Thursday, January 18, 2018

The Foreigner Movie Review

The Foreigner (2017)
Rent The Foreigner on Amazon Video // Buy the Book
Written by: David Marconi (screenplay by), Stephen Leather (based on the novel "The Chinaman")
Directed by: Martin Campbell
Starring: Jackie Chan, Pierce Brosnan, Katie Leung, Rufus Jones
Rated: R

Plot
A humble businessman with a past seeks justice when his daughter is killed in an act of terrorism, resulting in a cat-and-mouse game with an government official whose past holds clues to the killers' identities.

Verdict
This is better than I thought. It's more than a Taken knock-off, but it still has more than a few faults. It's two movies combined, Taken shoehorned into a story about a former terrorist. The problem is that the two stories aren't linked. This could have been better with a few tweaks to the plot.
I have to wonder if someone decided the Pierce Brosnan story didn't have enough excitement and they did they best they could to find a spot for Jackie Chan. This movie could have been pretty good.
It depends.

Review
The first scene is a setup the movie doesn't earn. It's trying to provide the foundation for an emotional impact, but it doesn't develop the father daughter relationship. We're supposed to care just because they're related and that doesn't work. We see Jackie Chan trying to search through the rubble after a bomb blast, looking for his daughter. This is the catalyst for Jackie Chan's crusade against Pierce Brosnan's character Liam. Since Liam used to be in the IRA, he must know who planted the bomb even though a new IRA group is claiming credit. I don't understand the reasoning at all.

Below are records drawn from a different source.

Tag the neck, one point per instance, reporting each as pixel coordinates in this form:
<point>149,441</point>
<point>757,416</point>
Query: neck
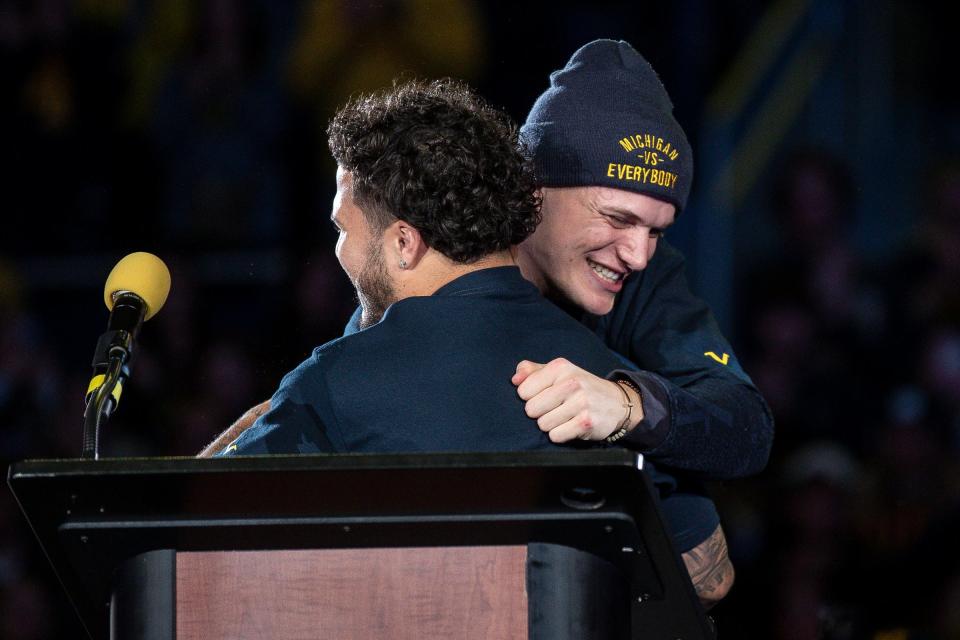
<point>529,270</point>
<point>435,270</point>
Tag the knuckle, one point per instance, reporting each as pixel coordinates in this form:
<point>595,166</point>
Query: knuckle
<point>585,421</point>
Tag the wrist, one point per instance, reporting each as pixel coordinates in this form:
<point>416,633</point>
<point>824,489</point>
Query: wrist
<point>633,406</point>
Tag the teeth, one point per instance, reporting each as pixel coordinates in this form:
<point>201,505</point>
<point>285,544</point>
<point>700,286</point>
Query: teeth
<point>605,273</point>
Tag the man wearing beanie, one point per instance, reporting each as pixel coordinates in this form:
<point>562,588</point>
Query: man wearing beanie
<point>616,170</point>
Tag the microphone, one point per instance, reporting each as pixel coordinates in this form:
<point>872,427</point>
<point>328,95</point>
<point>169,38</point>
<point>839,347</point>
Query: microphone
<point>136,289</point>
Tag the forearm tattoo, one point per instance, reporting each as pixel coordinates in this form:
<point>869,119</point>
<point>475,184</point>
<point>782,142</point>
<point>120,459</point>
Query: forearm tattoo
<point>710,568</point>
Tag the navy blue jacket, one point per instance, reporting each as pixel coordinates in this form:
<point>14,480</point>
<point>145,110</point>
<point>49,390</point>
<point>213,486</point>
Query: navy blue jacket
<point>703,414</point>
<point>434,375</point>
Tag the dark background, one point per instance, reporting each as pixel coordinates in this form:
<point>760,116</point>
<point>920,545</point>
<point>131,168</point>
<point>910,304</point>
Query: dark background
<point>824,229</point>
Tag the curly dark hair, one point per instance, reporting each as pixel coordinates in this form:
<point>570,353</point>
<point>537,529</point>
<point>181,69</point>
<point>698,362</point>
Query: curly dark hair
<point>437,156</point>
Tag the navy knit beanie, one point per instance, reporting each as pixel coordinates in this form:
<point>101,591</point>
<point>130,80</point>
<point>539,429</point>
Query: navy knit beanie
<point>606,120</point>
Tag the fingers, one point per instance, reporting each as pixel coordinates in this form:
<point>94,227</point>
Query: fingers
<point>524,369</point>
<point>540,376</point>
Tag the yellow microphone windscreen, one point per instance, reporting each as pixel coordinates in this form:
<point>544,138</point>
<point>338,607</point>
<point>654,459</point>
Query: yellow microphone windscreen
<point>142,274</point>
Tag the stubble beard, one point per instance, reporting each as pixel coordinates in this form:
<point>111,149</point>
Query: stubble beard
<point>375,290</point>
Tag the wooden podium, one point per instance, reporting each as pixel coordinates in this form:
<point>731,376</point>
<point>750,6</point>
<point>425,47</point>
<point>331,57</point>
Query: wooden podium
<point>544,545</point>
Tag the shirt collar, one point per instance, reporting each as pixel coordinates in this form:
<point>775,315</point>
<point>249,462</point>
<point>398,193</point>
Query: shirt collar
<point>497,279</point>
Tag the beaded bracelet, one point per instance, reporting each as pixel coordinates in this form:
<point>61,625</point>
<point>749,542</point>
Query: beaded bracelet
<point>624,428</point>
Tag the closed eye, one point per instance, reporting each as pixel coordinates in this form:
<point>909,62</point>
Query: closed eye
<point>618,222</point>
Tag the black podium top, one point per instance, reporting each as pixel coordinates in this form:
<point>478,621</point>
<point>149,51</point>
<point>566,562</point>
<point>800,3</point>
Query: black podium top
<point>92,515</point>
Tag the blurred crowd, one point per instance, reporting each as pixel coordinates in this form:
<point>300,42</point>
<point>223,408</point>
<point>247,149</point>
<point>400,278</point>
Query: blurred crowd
<point>196,130</point>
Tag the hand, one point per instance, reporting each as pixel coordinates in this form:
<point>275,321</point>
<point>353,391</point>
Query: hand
<point>570,403</point>
<point>243,423</point>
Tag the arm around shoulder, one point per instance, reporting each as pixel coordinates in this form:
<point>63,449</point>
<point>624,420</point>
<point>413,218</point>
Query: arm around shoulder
<point>243,423</point>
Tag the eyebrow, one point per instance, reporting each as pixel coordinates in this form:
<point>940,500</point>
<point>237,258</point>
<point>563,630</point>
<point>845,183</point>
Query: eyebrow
<point>630,214</point>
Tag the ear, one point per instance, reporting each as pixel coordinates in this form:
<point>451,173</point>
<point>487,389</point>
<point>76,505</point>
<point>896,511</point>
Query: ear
<point>405,244</point>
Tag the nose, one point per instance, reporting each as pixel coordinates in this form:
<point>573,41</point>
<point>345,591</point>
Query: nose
<point>634,248</point>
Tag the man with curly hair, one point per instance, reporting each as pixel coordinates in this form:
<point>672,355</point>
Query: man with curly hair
<point>433,194</point>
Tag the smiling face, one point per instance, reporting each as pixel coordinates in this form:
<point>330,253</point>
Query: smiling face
<point>590,240</point>
<point>360,252</point>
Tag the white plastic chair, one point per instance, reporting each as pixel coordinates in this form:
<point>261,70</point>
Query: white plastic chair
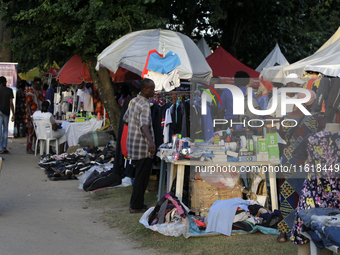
<point>44,136</point>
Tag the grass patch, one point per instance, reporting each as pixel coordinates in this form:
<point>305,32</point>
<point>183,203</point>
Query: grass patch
<point>116,203</point>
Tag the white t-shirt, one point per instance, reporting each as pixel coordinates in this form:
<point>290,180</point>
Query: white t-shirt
<point>166,81</point>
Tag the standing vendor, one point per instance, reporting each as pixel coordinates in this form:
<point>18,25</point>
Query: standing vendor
<point>140,142</point>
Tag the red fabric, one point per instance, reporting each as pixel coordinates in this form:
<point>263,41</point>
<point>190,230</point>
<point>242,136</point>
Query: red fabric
<point>223,64</point>
<point>74,71</point>
<point>123,140</point>
<point>311,82</point>
<point>53,71</point>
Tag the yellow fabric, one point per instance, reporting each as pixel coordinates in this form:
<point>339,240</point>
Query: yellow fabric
<point>36,72</point>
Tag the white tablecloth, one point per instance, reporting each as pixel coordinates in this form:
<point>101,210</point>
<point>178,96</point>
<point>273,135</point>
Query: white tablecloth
<point>76,129</point>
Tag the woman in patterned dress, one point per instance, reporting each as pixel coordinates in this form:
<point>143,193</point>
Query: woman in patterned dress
<point>34,99</point>
<point>290,187</point>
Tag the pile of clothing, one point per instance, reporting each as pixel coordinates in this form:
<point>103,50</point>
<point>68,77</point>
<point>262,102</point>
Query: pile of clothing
<point>92,163</point>
<point>323,226</point>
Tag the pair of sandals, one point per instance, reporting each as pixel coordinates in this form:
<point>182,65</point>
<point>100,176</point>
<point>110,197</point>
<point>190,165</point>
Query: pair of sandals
<point>142,210</point>
<point>4,151</point>
<point>282,238</point>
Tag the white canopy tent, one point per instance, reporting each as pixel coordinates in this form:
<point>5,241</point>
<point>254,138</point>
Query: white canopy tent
<point>204,48</point>
<point>274,58</point>
<point>131,51</point>
<point>331,40</point>
<point>325,61</point>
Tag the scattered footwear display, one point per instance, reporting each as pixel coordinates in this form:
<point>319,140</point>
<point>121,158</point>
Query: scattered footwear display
<point>143,210</point>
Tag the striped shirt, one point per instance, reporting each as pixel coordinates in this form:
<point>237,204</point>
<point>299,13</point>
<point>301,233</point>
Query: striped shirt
<point>137,115</point>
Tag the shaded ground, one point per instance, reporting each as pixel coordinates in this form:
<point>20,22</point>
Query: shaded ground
<point>39,216</point>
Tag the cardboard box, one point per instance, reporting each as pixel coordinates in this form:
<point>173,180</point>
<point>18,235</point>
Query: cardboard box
<point>232,154</point>
<point>262,146</point>
<point>274,152</point>
<point>247,158</point>
<point>203,195</point>
<point>246,153</point>
<point>262,157</point>
<point>272,139</point>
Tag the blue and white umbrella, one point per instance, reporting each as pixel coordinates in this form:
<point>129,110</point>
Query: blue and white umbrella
<point>131,51</point>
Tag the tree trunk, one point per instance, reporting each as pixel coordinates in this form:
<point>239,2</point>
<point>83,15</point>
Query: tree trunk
<point>102,82</point>
<point>5,53</point>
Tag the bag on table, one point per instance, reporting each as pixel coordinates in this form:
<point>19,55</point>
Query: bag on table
<point>95,138</point>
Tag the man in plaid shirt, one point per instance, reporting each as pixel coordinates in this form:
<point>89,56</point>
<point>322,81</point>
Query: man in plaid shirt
<point>140,142</point>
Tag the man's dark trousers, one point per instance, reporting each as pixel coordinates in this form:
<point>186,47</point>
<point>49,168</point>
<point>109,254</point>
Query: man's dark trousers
<point>142,175</point>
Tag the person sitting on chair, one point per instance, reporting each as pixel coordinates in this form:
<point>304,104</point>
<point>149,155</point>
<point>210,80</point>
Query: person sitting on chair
<point>57,133</point>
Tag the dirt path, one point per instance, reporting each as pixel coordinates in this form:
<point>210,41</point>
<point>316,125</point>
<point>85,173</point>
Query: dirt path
<point>39,216</point>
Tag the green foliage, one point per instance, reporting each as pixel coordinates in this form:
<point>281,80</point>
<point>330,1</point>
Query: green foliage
<point>54,30</point>
<point>47,30</point>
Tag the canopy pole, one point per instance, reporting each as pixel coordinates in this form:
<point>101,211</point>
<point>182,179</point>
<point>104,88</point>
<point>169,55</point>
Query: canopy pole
<point>163,49</point>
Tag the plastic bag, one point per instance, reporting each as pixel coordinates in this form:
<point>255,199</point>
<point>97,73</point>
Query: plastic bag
<point>96,138</point>
<point>174,229</point>
<point>100,168</point>
<point>220,178</point>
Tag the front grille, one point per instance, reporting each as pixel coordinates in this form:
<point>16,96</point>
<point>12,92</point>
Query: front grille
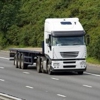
<point>69,54</point>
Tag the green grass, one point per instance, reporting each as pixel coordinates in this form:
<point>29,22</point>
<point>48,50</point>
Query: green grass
<point>93,60</point>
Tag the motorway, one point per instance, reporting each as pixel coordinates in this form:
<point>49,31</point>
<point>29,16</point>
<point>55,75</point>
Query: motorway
<point>30,85</point>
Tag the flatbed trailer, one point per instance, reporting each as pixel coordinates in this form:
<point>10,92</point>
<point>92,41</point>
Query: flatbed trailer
<point>63,48</point>
<point>24,57</point>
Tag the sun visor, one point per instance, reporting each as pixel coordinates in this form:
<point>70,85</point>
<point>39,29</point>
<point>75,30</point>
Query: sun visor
<point>68,33</point>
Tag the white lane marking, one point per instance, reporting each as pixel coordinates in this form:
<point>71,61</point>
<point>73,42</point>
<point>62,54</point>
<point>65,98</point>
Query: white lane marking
<point>10,97</point>
<point>26,72</point>
<point>92,74</point>
<point>1,67</point>
<point>87,86</point>
<point>4,58</point>
<point>54,78</point>
<point>2,80</point>
<point>60,95</point>
<point>29,87</point>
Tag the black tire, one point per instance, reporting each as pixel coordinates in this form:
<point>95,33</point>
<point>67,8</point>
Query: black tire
<point>19,60</point>
<point>22,64</point>
<point>38,65</point>
<point>16,60</point>
<point>80,73</point>
<point>49,70</point>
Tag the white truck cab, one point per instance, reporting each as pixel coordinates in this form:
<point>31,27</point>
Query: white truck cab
<point>64,44</point>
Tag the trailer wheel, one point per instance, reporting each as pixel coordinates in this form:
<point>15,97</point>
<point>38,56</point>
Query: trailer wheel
<point>16,61</point>
<point>23,65</point>
<point>49,70</point>
<point>80,73</point>
<point>19,60</point>
<point>38,65</point>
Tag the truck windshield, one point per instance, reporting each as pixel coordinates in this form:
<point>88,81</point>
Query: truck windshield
<point>63,41</point>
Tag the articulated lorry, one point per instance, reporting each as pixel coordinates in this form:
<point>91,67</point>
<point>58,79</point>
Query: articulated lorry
<point>63,48</point>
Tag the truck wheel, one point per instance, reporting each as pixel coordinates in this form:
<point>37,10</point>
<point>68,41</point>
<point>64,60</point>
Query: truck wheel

This is a strange movie because it's part political thriller with the IRA having a division in the ranks and then Jackie Chan trying to get vengeance on a guy he thinks knows the bombers that killed his daughter. I assumed this was Chan's version of Taken, but it isn't. He's basically a side story just to drum up drama. He doesn't seem to fit in this movie. By combining the stories, neither gets enough time to develop, but it thankfully stops this from being a Taken rip off.

While Liam claims to know nothing, he does know more than we thought. He just doesn't know anything about the bombing. He's trying to figure that out too while dealing with the thorn in his side, Chan. If Liam somehow used Chan, weaponized him to find answers, that would link these plots. The movie could make Liam more evil. He could completely use and abuse Chan for his own motives while pretending to help Chan. This needed something.

Chan finds the bombers and takes them out. One of them still alive is treated rough by the cops. I get it, that's a terrorist, but that could be a line the movie takes, how morality wavers when faced with extreme circumstances. You could take the perspective of a cop on the ground, Chan, and Liam or make a terrorist sympathetic or at least conflicted. Chan is acting like a terrorist himself in his pursuit of vengeance. The movie doesn't try to do any of this, and that's to its detriment. Maybe the intention is to compare Liam and Chan, linked through the terror they created, but that connection just isn't made.